In my case I have only half an idea of what I want. I work it out as I go along. I hope I can improve on whatever I attempted yesterday. Bert Irvin used to speak of doing without ‘carpentry’ - the safety net of the grid. He was after the free-floating light of Turner.

During Lockdown I was away from my studio. I worked digitally, revisiting earlier work, enjoying the speed and freedom, the play of shape, line, and colour. I became fascinated with vintage radios. I produced a set of prints: ‘The Wireless Set’. Art Deco was confidently ‘modern’: streamlined, hard-edged and technological. Today it serves as a good antidote to misty-eyed pastoral motifs – always a lure for the watercolourist. I began a sequence of gouaches, to feed into the digital collages. They soon went their own way.

I only think of a title after a picture is finished. Occasionally I spot something walking home after work – ‘silver shoes’ – and there is the title. I relish the translucent shadows on the wet pavement, like delicate glazes. I see bikes weaving in and out of traffic, dress patterns, rain clouds on the horizon…. It is one of the rewards of painting that your eyes tune into inconsequential details.
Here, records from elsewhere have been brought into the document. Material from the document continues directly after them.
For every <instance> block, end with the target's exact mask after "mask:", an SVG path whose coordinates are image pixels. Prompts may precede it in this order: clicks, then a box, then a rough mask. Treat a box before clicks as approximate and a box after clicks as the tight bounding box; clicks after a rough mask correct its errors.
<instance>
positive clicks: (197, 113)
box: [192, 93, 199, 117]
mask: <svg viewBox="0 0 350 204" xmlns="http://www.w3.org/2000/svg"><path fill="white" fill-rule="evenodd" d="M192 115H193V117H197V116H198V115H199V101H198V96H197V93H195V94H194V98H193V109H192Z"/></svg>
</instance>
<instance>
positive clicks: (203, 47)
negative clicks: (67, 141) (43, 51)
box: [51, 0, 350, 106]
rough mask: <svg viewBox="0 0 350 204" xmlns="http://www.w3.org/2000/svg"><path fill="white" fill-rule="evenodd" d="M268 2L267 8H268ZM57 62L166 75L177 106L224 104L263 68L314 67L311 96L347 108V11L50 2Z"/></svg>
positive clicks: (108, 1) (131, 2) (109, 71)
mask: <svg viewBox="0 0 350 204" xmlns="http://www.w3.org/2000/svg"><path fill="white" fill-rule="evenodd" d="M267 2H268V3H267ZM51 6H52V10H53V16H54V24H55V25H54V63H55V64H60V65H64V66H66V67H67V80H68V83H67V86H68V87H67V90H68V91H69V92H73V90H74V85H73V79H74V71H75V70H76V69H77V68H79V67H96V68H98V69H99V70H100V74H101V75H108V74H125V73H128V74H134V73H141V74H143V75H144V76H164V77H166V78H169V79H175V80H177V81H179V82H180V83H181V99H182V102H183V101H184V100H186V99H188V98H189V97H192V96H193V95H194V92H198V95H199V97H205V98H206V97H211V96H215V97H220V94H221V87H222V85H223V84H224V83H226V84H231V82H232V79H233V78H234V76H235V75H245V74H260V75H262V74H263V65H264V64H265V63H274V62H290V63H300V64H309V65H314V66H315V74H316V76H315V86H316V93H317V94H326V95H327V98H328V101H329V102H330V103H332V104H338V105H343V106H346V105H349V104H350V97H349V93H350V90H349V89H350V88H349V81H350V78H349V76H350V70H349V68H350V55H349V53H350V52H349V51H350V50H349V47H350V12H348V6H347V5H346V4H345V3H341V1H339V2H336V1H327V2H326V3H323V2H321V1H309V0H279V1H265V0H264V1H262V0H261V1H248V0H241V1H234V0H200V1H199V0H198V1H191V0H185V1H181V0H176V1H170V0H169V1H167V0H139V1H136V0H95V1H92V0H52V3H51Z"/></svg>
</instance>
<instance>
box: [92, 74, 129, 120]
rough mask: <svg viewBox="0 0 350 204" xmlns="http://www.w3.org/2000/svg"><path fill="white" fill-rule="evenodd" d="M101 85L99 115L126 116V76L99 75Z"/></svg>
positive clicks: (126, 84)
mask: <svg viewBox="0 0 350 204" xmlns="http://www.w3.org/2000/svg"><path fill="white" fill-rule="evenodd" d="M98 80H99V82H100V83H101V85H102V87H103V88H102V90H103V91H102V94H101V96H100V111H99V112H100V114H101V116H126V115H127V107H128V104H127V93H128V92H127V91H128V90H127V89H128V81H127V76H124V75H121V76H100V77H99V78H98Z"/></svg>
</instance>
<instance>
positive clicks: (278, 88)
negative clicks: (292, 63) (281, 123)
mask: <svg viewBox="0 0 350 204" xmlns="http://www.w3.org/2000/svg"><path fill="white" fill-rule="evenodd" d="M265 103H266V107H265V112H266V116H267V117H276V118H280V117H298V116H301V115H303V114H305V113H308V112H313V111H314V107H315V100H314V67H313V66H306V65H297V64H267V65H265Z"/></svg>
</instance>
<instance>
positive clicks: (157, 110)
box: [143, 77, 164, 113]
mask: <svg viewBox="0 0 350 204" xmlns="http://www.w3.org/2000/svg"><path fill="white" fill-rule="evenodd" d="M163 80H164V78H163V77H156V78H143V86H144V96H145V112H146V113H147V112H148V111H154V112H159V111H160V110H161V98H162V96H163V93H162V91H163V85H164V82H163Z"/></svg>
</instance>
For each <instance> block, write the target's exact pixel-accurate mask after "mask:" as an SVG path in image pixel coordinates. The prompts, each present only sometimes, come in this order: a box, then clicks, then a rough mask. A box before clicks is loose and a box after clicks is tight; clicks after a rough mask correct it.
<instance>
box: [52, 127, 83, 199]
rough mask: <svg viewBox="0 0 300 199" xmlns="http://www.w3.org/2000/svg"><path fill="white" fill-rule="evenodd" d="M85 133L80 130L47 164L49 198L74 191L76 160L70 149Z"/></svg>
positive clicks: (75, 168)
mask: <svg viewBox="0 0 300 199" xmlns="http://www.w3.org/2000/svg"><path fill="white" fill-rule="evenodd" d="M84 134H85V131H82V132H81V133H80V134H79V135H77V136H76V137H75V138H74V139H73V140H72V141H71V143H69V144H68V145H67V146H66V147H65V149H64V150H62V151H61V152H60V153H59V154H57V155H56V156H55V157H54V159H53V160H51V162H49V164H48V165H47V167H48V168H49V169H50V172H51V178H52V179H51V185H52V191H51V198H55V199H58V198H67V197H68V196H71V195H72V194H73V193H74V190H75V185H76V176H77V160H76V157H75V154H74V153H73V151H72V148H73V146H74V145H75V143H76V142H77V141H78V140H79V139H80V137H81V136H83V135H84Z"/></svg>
Wenhaston is famous for its medieval ‘Doom’ painting. This is a title I have borrowed. We walked to the church last September, following instructions from a fifty-year-old book of Suffolk walks. Landmarks? The oak tree, the  railway track, the shed, were all gone; the bridge on the stream was a pile of rubble; the sweetcorn was so tall you couldn’t see the path. Of the two pubs for lunch, one had disappeared, and the other was closed on Mondays. It was a Monday.
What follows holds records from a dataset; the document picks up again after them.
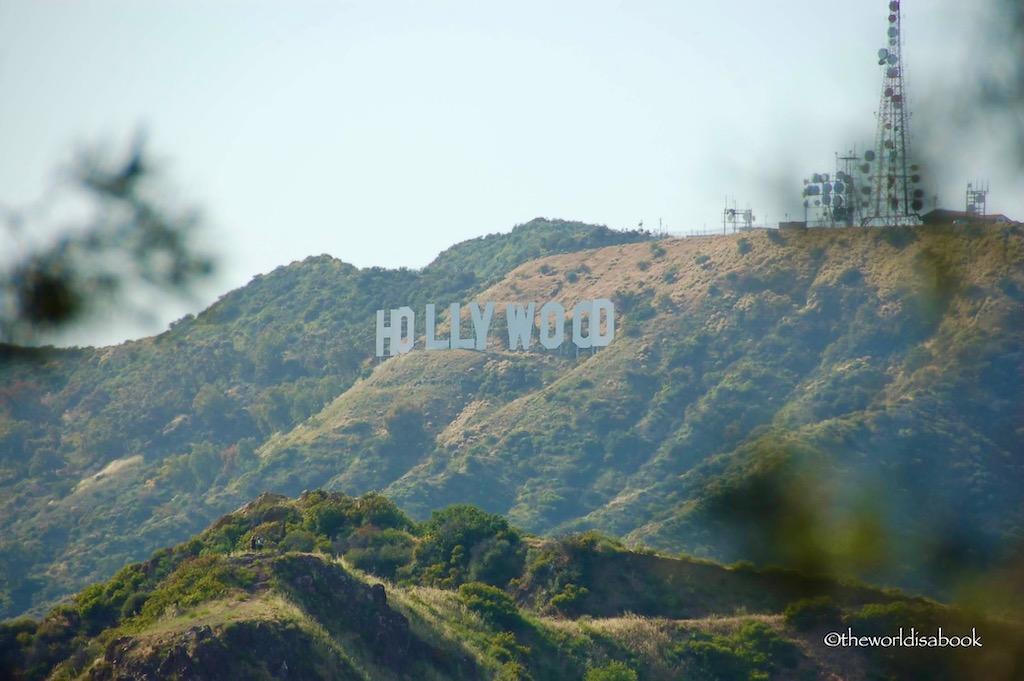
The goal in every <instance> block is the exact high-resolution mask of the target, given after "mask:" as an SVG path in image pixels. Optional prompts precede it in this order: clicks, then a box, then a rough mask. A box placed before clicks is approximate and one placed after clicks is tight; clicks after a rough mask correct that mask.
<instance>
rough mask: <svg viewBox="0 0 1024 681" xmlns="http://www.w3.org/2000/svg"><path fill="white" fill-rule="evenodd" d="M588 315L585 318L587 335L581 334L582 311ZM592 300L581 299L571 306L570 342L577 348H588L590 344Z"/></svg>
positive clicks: (593, 326) (590, 345)
mask: <svg viewBox="0 0 1024 681" xmlns="http://www.w3.org/2000/svg"><path fill="white" fill-rule="evenodd" d="M584 312H587V313H588V314H589V315H590V316H589V317H588V320H587V335H586V336H584V335H583V313H584ZM594 320H595V317H594V301H593V300H581V301H579V302H578V303H577V304H575V306H573V307H572V343H573V344H574V345H575V346H577V347H579V348H588V347H590V346H591V345H592V341H591V337H592V336H593V335H594Z"/></svg>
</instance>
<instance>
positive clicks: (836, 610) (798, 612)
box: [783, 596, 843, 630]
mask: <svg viewBox="0 0 1024 681" xmlns="http://www.w3.org/2000/svg"><path fill="white" fill-rule="evenodd" d="M783 616H784V619H785V623H786V624H787V625H792V626H793V627H796V628H797V629H805V630H806V629H813V628H814V627H820V626H824V625H829V624H833V625H834V624H837V623H839V622H840V620H842V618H843V611H842V610H841V609H840V607H839V606H838V605H836V601H834V600H833V598H831V596H819V597H817V598H802V599H800V600H798V601H794V602H792V603H790V604H788V605H786V606H785V611H784V612H783Z"/></svg>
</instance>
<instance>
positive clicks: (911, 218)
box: [861, 0, 925, 225]
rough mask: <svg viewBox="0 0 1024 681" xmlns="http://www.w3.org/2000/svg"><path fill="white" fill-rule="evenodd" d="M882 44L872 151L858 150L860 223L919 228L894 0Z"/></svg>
mask: <svg viewBox="0 0 1024 681" xmlns="http://www.w3.org/2000/svg"><path fill="white" fill-rule="evenodd" d="M887 37H888V46H887V47H883V48H882V49H880V50H879V66H880V67H882V73H883V78H882V100H881V103H880V104H879V111H878V114H877V116H878V131H877V133H876V138H874V150H873V151H871V150H868V151H867V152H864V163H865V164H866V169H865V172H867V173H869V181H868V184H867V187H868V188H867V190H866V191H864V195H865V196H866V197H867V198H868V201H867V202H866V203H867V206H866V210H865V211H864V212H863V215H862V217H861V220H862V222H863V224H872V223H873V224H880V225H899V224H920V223H921V217H920V215H919V213H920V211H921V210H922V209H923V208H924V207H925V202H924V198H925V191H924V189H922V188H921V187H920V186H919V184H920V183H921V174H920V172H919V168H918V166H916V165H914V164H911V163H910V130H909V121H910V112H909V111H908V108H907V98H906V81H905V80H904V73H903V56H902V46H903V27H902V23H901V19H900V3H899V0H891V2H890V3H889V29H888V31H887Z"/></svg>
I think of that walk as pleasantly doomed - a pilgrim’s progress for the curious watercolourist. You hope for a pleasant stroll, but your guide is unreliable. You survive the snares, temptations, ordeals, the false prophets. And somehow you get to the painting in the end, but it’s not the painting you expected.

James Faure Walker, 2024


James Faure Walker (born 1948) studied at St Martins School of Art and the Royal College of Art. Solo exhibitions include the Whitworth, Manchester (1985); ARB, Cambridge (2015); Clifford Chance, Canary Wharf (2022); Class Room, Coventry (2017); and Felix & Spear (2018, 2020, 2022). Group shows include Hayward Annual (1979), John Moores (1982, 2002), Serpentine Summer Show (1983), and Digital Pioneers, Victoria and Albert Museum (2009). He was a co-founder of Artscribe magazine in 1976, and its editor for eight years. He has been using computers in painting since 1988. He exhibited eight times at SIGGRAPH, USA, and regularly at DAM, Berlin. He won the ‘Golden Plotter’ at Computerkunst, Germany in 1998. His ‘Painting the Digital River’ (Prentice Hall) was published in the USA in 2006. He has 28 works in the V&A Collection. He won the Royal Watercolour Society Award in 2013 and was RWS Honorary Curator for five years.
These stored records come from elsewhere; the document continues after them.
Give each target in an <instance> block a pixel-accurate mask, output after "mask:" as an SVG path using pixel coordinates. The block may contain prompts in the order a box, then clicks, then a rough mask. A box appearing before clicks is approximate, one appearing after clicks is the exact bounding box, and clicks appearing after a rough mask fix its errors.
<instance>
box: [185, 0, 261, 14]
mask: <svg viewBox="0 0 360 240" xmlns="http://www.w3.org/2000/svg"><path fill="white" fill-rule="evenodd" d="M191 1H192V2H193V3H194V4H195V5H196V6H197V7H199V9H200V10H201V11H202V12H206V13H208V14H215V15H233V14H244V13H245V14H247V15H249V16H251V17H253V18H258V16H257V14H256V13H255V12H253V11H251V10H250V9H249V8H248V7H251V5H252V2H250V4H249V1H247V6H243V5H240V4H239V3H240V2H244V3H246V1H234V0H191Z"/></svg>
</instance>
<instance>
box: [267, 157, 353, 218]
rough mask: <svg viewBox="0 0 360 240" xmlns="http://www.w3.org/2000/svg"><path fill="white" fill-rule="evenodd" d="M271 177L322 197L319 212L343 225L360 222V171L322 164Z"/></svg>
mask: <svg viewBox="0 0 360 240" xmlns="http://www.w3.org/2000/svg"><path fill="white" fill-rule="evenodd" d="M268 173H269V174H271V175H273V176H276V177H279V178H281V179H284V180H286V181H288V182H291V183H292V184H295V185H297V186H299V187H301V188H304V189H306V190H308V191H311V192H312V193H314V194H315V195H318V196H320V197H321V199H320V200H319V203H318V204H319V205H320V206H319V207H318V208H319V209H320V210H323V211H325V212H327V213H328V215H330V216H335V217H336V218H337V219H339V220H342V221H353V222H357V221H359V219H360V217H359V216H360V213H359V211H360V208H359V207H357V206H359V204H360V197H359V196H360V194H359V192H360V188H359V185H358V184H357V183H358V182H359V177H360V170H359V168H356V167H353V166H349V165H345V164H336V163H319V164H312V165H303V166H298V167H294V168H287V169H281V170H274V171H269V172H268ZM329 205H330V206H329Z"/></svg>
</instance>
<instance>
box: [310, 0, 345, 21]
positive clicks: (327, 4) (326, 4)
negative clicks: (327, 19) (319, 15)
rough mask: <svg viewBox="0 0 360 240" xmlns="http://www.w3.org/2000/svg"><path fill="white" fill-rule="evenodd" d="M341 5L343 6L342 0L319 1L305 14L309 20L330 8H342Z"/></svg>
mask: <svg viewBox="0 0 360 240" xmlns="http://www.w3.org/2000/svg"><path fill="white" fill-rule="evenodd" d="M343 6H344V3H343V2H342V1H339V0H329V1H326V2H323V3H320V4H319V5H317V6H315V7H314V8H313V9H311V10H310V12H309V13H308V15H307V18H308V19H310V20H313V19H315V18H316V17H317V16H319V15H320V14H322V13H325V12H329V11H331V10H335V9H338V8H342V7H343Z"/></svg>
Critics have commented on the lyricism and exuberant colour of James Faure Walker’s paintings. They have mentioned his independent stand, using photos of pedestrians, birds, shops, at the same time as having developed an ‘abstract’ language. As Stuart Morgan wrote in 1985, “His doubt may lead to one of those careers which bridges older and newer practice, and which opens more doors than it closes”.   

Writing recently of watercolour, James Faure Walker said: "I want my pictures to look fresh, luminous, caught in the moment, but also off guard and unexplained. I admire Turner’s ambition, the expertise, the freedom - also Cezanne and Sam Francis. They were not watercolour specialists, but I cannot imagine their paintings without that watery touch. Nor can I imagine how I could work now without using digital paint alongside other media."